Unable to get anything going with the wand, Glover decided to give the broomstick method a shot before the Memorial Tournament after seeing fellow pro Adam Scott have success with the build.
“I just ordered one and asked for Adam Scott specs from the putter rep,” Glover said. “I said we’re about the same height, I don’t want to know anything else and I’ll teach myself how to do this.”
The “Adam Scott specs” is code for a 45-inch broomstick build — better known as the long putter Scott used to win the 2013 Masters. Unlike a conventional putter where the hands are placed one directly above the other on the grip, Glover’s broomstick build required him to get comfortable with a different stance and split grip — meaning two separate grips on the shaft — that positioned his hands well apart from each other. Glover admitted there was an acclimation period, but it didn’t take him long to see a noticeable improvement in his stroke.

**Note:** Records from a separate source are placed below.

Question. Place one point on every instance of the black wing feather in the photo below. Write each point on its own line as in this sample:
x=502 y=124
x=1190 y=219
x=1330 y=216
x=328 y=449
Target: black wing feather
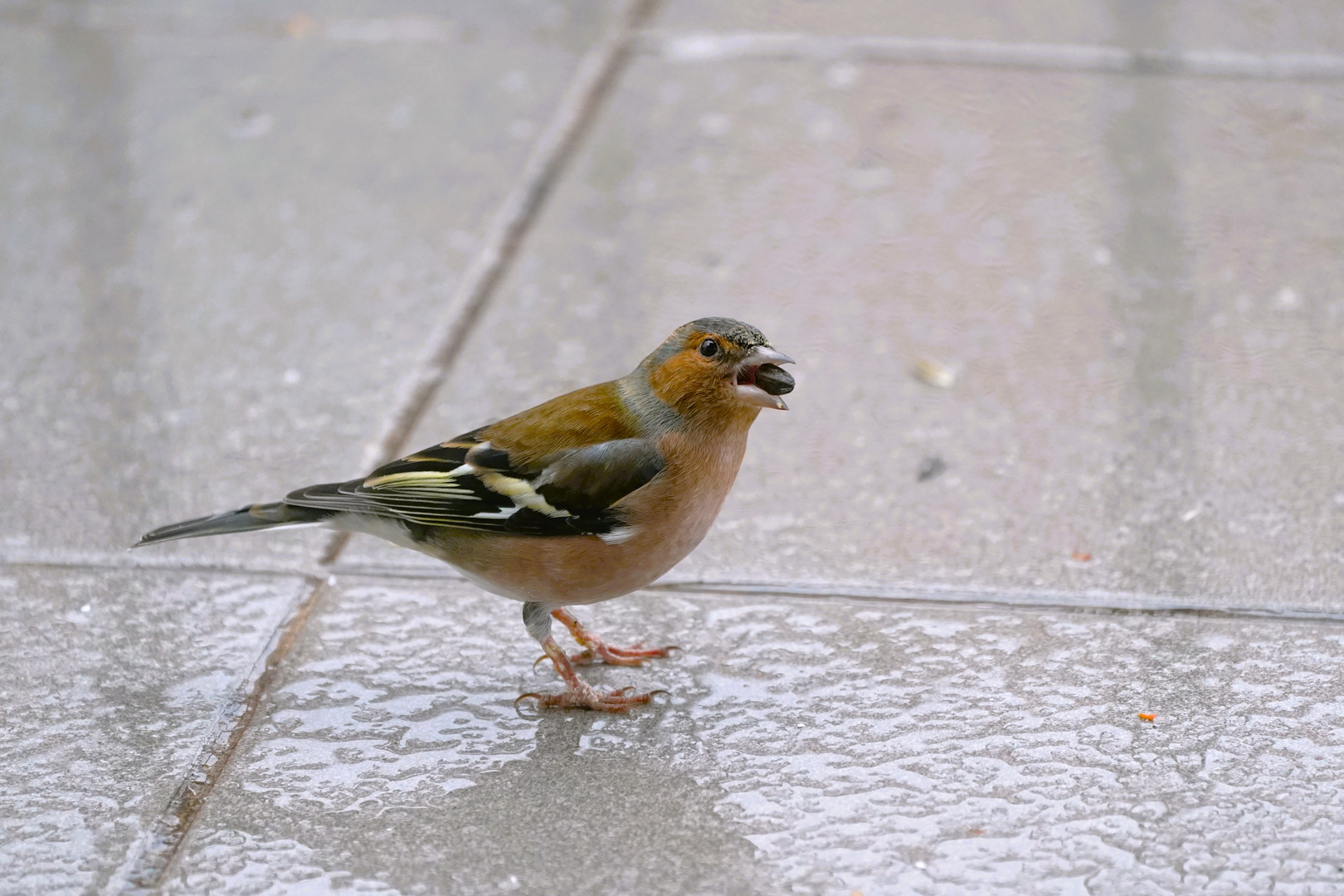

Glover would go on to win back-to-back PGA Tour events — Wyndham and the FedEx St. Jude Championship — to set in motion a run on broomstick putters that’s likely to continue into next year. (L.A.B. also saw Camilo Villegas win using a L.A.B. wand featuring, you guessed it, Fowler’s same 17-inch SuperStroke Tour 3.0 grip.)
The anchored broomstick might be dead in the water, but with Fowler, Clark, Glover and Villegas leading the charge, longer counterbalance and brookstick builds are making a major comeback. Only this time around, it doesn’t feel like a fleeting trend.